Les h’ilonim sont des juifs comme les autres

Des personnes faisant du vélo le long de la route déserte de Jérusalem, le jour de Yom Kippour, 9 octobre 2019. Photo de Yonatan Sindel / Flash90
Des personnes faisant du vélo le long de la route déserte de Jérusalem, le jour de Yom Kippour, 9 octobre 2019. Photo de Yonatan Sindel / Flash90

Voilà le sujet sur lequel tu as le plus de mal à écrire, alors même qu’il est le plus brûlant pour toi. Jusqu’au jour où ton fils te demande un matin: « Maman, n’est-ce-pas que Aba (papa) n’est pas juif ? »

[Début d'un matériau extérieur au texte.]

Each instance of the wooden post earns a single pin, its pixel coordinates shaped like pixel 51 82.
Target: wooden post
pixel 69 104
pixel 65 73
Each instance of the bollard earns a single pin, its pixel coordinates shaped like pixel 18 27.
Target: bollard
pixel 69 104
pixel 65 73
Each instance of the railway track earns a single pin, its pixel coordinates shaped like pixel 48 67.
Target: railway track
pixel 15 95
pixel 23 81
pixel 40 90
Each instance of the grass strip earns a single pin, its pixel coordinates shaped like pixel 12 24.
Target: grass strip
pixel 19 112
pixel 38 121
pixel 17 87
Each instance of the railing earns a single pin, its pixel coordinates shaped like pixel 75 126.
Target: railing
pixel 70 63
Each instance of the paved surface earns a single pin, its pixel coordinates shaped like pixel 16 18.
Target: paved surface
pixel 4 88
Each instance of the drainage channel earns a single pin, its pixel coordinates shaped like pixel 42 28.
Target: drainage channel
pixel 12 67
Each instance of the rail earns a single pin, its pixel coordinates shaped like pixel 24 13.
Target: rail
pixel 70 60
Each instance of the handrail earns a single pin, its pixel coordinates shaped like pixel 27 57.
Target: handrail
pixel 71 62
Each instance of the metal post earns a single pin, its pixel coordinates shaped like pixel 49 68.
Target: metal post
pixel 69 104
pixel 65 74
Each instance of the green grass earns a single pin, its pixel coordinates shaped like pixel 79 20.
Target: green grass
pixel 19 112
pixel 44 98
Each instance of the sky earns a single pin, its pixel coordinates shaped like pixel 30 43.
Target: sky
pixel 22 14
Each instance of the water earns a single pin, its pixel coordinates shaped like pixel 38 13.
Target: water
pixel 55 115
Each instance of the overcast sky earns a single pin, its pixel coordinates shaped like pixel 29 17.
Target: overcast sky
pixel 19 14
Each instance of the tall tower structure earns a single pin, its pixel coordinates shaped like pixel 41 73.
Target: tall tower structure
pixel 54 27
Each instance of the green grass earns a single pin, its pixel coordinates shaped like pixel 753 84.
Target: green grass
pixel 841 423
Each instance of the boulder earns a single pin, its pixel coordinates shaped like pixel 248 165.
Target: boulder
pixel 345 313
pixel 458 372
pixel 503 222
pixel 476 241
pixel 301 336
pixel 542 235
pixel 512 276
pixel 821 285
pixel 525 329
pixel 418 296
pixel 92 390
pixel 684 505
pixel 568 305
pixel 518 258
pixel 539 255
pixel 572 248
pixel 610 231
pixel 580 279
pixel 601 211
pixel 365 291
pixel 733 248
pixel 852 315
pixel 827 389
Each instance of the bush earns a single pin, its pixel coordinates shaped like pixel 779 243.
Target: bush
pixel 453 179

Tu manques de t’étrangler avec ton café. L’histoire de la famille du père de tes enfants défile à toute vitesse dans ton esprit : la Pologne des années 30, le sauvetage in extremis des plus jeunes, envoyés en Israël avant la Shoah, les familles restées sur place décimées, la construction du pays, le sionisme, les grandes idées, le socialisme de l’époque. Puis une, deux, et trois générations d’Israéliens.

« Bien sûr que si Aba est juif, qu’est ce qui te fait penser le contraire ?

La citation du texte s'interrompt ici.